2007: 16. American Brutus

“Good Friday had never been a well-attended night at the theater, but on that evening the city of Washington was in a partying mood.”

American Brutus: John Wilkes Booth and the Lincoln Conspiracy, Michael W. Kauffman

Another book bought at a National Park, this time at Ford’s Theater. I must say that I am getting a big kick out of this new scheme of buying books at NPS stores. Not only does it feed right into my acquisitive instincts, but I am I reading a bunch of non-fiction, which is always a boon. This book is a well-written snapshot of the Lincoln assassination – a history of Booth, his conspiracy to assassinate Lincoln, and what happened after the job was done – his escape, the manhunt and trial. It is a fascinating story –we all know that Lincoln was shot, but I knew little about the actual assassination, beyond what Stephen Sondheim has told me (“Johnny Booth was a headstrong feller’/Even he believed the things he said/Some called him noble, some said yeller’/What he was was off his head.”).* Kauffman, who is “one of the foremost Lincoln assassination authorities,” posits pretty convincingly that Booth was a master conspirator, who wove a web of lies that was thick enough that no one but him really knew what was going on. A really enjoyable book – Kauffman is a good enough writer and historian that it is a shame that his area of expertise is so narrow – I’d like to read another book by him.
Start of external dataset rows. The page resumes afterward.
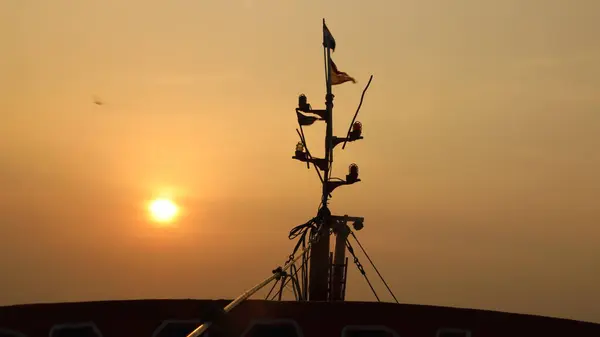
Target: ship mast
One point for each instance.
(323, 274)
(327, 273)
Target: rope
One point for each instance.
(277, 273)
(373, 264)
(361, 269)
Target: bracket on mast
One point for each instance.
(351, 178)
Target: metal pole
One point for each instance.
(319, 256)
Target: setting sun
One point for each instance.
(163, 210)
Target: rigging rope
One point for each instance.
(361, 269)
(373, 264)
(279, 272)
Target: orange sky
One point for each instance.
(479, 164)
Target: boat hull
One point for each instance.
(171, 318)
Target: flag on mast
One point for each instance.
(328, 40)
(338, 77)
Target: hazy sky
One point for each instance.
(479, 165)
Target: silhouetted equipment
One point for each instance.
(352, 175)
(303, 104)
(356, 130)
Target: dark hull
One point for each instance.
(149, 318)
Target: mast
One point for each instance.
(327, 272)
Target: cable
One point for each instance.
(373, 264)
(361, 269)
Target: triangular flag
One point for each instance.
(338, 77)
(328, 40)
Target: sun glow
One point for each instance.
(163, 210)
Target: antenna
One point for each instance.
(327, 270)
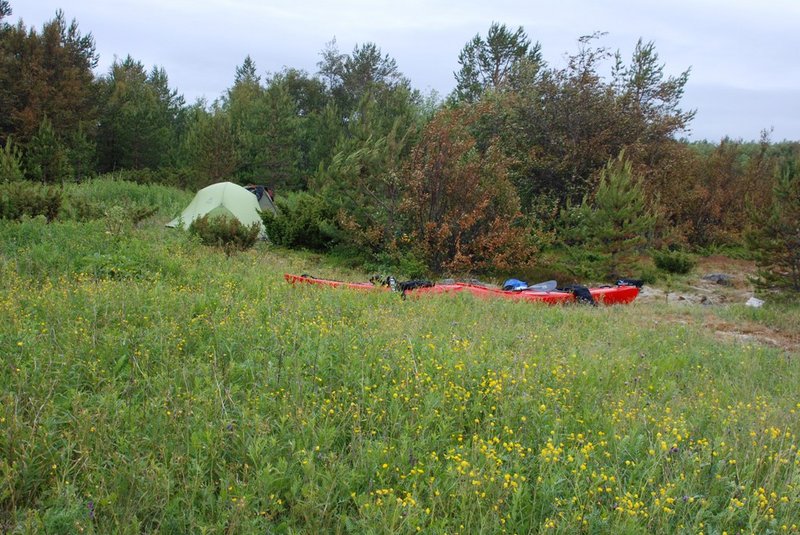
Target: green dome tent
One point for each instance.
(224, 198)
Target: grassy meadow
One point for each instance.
(153, 385)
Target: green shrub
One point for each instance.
(91, 199)
(303, 221)
(674, 261)
(226, 232)
(18, 199)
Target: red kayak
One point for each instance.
(607, 295)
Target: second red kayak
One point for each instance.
(607, 295)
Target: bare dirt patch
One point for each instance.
(702, 290)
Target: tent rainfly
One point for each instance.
(224, 197)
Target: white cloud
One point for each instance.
(738, 47)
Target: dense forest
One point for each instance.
(580, 167)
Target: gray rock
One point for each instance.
(719, 278)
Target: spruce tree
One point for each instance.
(10, 162)
(616, 222)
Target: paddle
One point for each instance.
(547, 286)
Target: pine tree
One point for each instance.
(775, 235)
(10, 162)
(616, 222)
(46, 158)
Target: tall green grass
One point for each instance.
(202, 394)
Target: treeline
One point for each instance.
(579, 165)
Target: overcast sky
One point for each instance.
(744, 55)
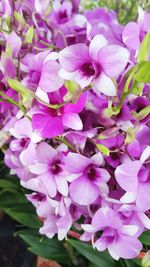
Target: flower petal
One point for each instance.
(46, 125)
(96, 44)
(103, 84)
(76, 163)
(72, 120)
(113, 59)
(83, 192)
(71, 57)
(131, 35)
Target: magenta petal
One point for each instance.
(46, 153)
(83, 192)
(62, 185)
(72, 120)
(71, 57)
(131, 35)
(50, 81)
(49, 184)
(15, 43)
(104, 84)
(143, 197)
(105, 217)
(113, 59)
(101, 244)
(126, 175)
(47, 126)
(126, 247)
(77, 107)
(76, 163)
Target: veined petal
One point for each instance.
(83, 192)
(131, 34)
(76, 163)
(71, 57)
(103, 84)
(46, 125)
(72, 120)
(96, 44)
(113, 59)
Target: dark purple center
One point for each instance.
(91, 173)
(34, 77)
(55, 167)
(24, 142)
(39, 197)
(87, 69)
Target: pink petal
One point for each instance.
(49, 184)
(113, 59)
(50, 81)
(15, 43)
(101, 244)
(105, 217)
(77, 107)
(131, 34)
(97, 43)
(22, 128)
(71, 57)
(76, 163)
(62, 185)
(45, 153)
(126, 175)
(72, 120)
(82, 80)
(127, 247)
(103, 84)
(143, 197)
(83, 192)
(39, 168)
(47, 125)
Recommend for: People who are interested in American history; fans of Sonheim’s Assassins and Sarah Vowell’s Assassination Vacation; people who live in D.C. and enjoy realizing how close history is (like, after Booth shot Lincoln he ran down the alley, past what is now Cowgirl Creamery and headed out of town).

*I did know a lot about Lincoln’s funeral, thanks to my college thesis on mourning in the post-Civil War North.


Date/Place Completed: 02/05/07, D.C.